Rajan TV, Tennen H, Lindquist RL, Cohen L, Clive J. Annals of Allergy and Asthma Immunology. 2002 Feb;88(2):198-203. Effect of ingestion of honey on symptoms of rhinoconjunctivitis.

Allergic rhinoconjunctivitis is a common disorder, affecting >20% of people of all socioeconomic strata. Despite this high prevalence, relatively few sufferers seek professional medical help, presumably because of a widespread reliance on complementary remedies.

We investigated the widely held belief among allergy-sufferers that regular ingestion of honey ameliorates the symptoms of allergic rhinoconjunctivitis.
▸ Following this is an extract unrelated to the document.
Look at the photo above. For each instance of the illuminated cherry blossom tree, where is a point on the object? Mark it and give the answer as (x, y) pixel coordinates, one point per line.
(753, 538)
The study was conducted at the University of Connecticut Health Center’s Lowell P. Weicker General Clinical Research Center. Thirty-six participants who complained of allergic rhinoconjunctivitis were recruited. All recruits were scratch-tested at entry for common aeroallergens. The cohort was randomly assigned to one of three groups, with one receiving locally collected, unpasteurized, unfiltered honey, the second nationally collected, filtered, and pasteurized honey, and the third, corn syrup with synthetic honey flavoring. They were asked to consume one tablespoonful a day of the honey or substitute and to follow their usual standard care for the management of their symptoms. All participants were instructed to maintain a diary tracking 10 subjective allergy symptoms, and noting the days on which their symptoms were severe enough to require their usual antiallergy medication.

RESULTS:

Neither honey group experienced relief from their symptoms in excess of that seen in the placebo group.

This study does not confirm the widely held belief that honey relieves the symptoms of allergic rhinoconjunctivitis.

So while it is not impossible that oral honey might have benefits in reducing allergy symptoms, the underlying theory has flaws and there is no supporting clinical evidence and even some negative clinical evidence in humans.